Im besten Fall wird rechte Gewalt als »unverzeihlich« und »nicht tolerierbar« deklariert, eine Auseinandersetzung mit den gesellschaftlichen Verhältnissen, die diese Gewalt erst ermöglichen, findet in der Praxis jedoch nicht statt. Zivilgesellschaftliche Akteur*innen stehen dieser Herangehensweise oft nur in wenig nach – in dem rechte Gewalt allein als Gefahr für die Demokratie betrachtet wird und sich in einem gemeinsamen »Nie Wieder« eingeschworen wird.
What’s left?
Insofern muss eine antifaschistische und kritische Auseinandersetzung mit rechter Gewalt immer auch deren Entstehungsbedingungen reflektieren, die mit den Verhältnissen in kapitalistischen Gesellschaften zusammenhängen. In diesen ist das Leben der meisten Mensche von Erfahrungen der Entfremdung, Konkurrenz, Ohnmacht, Vereinzelung und Widersprüchlichkeit geprägt. Deren Verarbeitung fällt umso regressiver aus, je stärker autoritäre Dispositionen ausgeprägt sind. Rechte Ideologien bieten hier vermeintliche Orientierung und Erklärungsmuster, die mit rassistischen und antisemitischen Feindbildern sowie der Vorstellung einer homogenen, bedrohten Gemeinschaft operieren. Hinzu kommen Männlichkeitskult und Verschwörungsphantasien.
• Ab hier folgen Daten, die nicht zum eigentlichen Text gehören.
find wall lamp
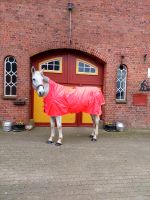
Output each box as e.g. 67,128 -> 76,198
67,2 -> 74,11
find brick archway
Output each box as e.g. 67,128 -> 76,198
30,40 -> 107,65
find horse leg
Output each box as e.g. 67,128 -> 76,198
47,116 -> 55,144
55,116 -> 63,146
90,114 -> 96,138
90,114 -> 100,141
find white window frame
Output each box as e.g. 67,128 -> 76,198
4,56 -> 17,98
116,64 -> 127,102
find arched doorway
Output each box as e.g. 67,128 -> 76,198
31,49 -> 104,126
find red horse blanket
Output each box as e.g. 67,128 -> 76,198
44,80 -> 105,116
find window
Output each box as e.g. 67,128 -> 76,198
39,58 -> 62,73
116,64 -> 127,101
76,59 -> 98,75
4,56 -> 17,97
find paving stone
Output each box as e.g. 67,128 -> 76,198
0,127 -> 150,200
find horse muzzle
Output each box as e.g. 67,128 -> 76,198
38,90 -> 45,97
37,85 -> 45,97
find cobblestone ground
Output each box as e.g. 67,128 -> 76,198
0,127 -> 150,200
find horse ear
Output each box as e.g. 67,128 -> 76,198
31,66 -> 35,74
40,68 -> 44,75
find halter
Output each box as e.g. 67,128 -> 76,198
36,84 -> 44,91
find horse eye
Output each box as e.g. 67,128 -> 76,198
32,78 -> 35,82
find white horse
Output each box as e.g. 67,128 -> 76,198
31,66 -> 105,146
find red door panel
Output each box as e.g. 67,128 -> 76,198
68,54 -> 104,86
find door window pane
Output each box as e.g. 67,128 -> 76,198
76,59 -> 98,75
40,58 -> 62,73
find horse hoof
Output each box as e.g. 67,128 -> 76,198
55,142 -> 62,146
91,138 -> 97,142
47,140 -> 53,144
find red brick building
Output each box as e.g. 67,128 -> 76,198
1,1 -> 150,128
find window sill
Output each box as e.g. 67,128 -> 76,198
116,100 -> 127,104
3,96 -> 17,100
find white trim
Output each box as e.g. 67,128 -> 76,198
148,68 -> 150,78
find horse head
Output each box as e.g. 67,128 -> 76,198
31,66 -> 47,97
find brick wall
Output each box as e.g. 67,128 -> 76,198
1,0 -> 150,127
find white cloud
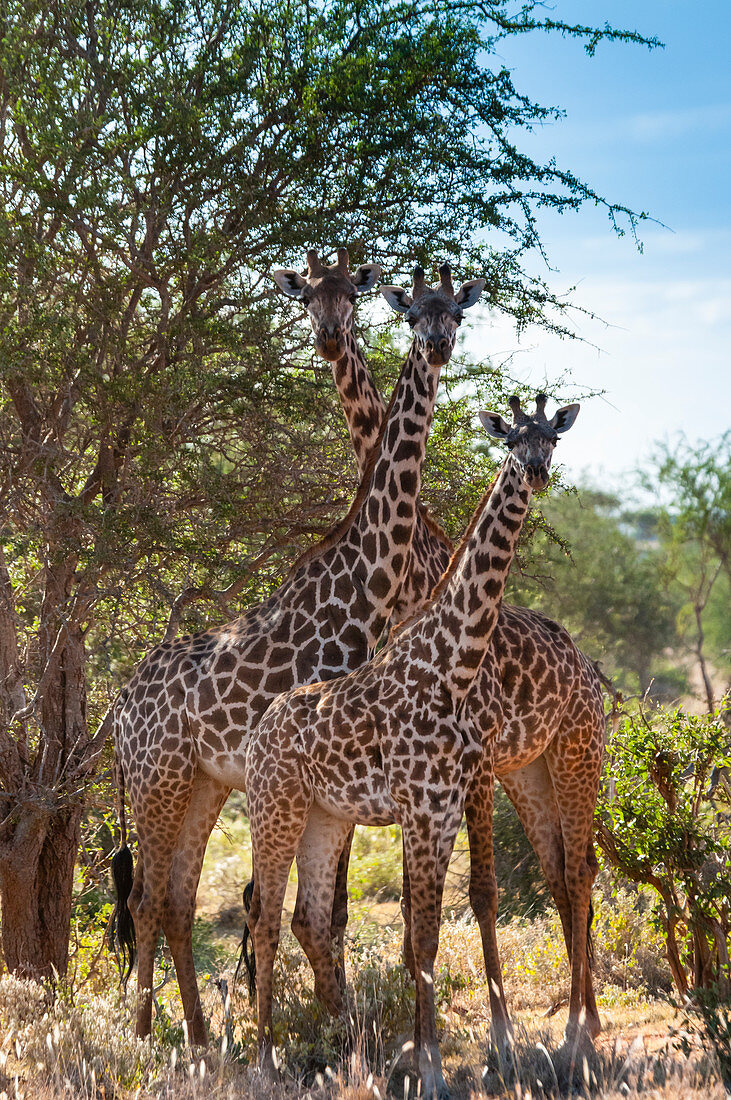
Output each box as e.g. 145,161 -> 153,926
461,268 -> 731,482
625,102 -> 731,142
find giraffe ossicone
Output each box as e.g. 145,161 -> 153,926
272,247 -> 382,362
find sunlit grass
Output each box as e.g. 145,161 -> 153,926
0,896 -> 723,1099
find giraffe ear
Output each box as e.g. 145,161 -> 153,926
380,286 -> 413,313
272,269 -> 307,298
549,403 -> 580,434
352,264 -> 382,295
455,278 -> 486,310
478,410 -> 511,439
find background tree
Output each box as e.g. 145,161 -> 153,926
0,0 -> 657,977
505,486 -> 679,695
643,434 -> 731,712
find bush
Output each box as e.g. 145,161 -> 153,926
597,705 -> 731,997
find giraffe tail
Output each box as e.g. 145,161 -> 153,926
587,898 -> 595,970
110,754 -> 136,986
235,876 -> 257,1002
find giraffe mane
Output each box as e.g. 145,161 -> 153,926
283,356 -> 409,578
388,470 -> 499,637
418,502 -> 454,550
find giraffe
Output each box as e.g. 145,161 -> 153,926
274,250 -> 606,1038
111,261 -> 484,1044
244,395 -> 580,1099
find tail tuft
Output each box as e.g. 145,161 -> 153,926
586,898 -> 595,970
110,844 -> 136,986
235,878 -> 257,1002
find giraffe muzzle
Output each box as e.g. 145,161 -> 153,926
316,326 -> 344,361
524,463 -> 549,491
424,336 -> 450,366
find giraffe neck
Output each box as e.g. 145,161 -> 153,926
330,328 -> 453,621
331,330 -> 387,478
345,341 -> 442,645
423,454 -> 532,701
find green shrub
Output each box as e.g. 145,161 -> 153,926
597,705 -> 731,997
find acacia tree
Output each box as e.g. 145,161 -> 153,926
0,0 -> 657,977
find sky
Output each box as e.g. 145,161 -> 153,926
461,0 -> 731,490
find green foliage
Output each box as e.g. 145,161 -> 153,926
348,824 -> 404,902
597,706 -> 731,996
492,785 -> 550,919
644,433 -> 731,709
508,486 -> 679,694
0,0 -> 659,689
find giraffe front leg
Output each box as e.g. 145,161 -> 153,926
329,825 -> 355,993
464,755 -> 513,1053
162,769 -> 231,1046
399,850 -> 421,1060
403,815 -> 460,1100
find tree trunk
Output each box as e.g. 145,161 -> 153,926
663,910 -> 689,998
694,602 -> 716,714
0,559 -> 92,980
0,804 -> 83,978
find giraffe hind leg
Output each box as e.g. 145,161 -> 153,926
501,755 -> 601,1037
546,728 -> 602,1041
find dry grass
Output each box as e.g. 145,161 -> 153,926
0,809 -> 722,1098
0,904 -> 724,1100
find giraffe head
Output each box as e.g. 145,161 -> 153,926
479,393 -> 580,491
272,247 -> 382,361
380,264 -> 485,367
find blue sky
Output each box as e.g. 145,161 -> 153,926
462,1 -> 731,488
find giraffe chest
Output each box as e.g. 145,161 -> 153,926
300,684 -> 482,826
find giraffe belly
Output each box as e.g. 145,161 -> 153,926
191,715 -> 252,789
309,758 -> 400,827
197,747 -> 249,790
314,788 -> 398,828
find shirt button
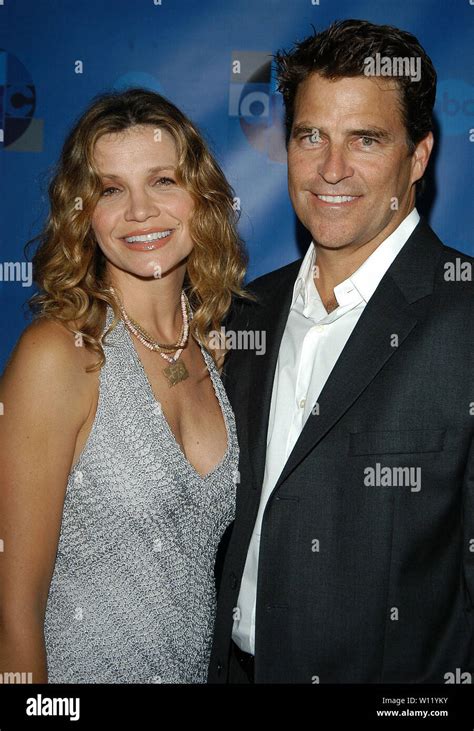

Der Akt der Gewalt manifestiert den Prozess der Ausgrenzung des Anderen und schafft eine als überlegen empfundene Identität. Betroffene von rechter Gewalt werden von den Täter*innen somit entindividualisiert und zu Objekten der eigenen Projektionen und unterdrückten Bedürfnisse gemacht.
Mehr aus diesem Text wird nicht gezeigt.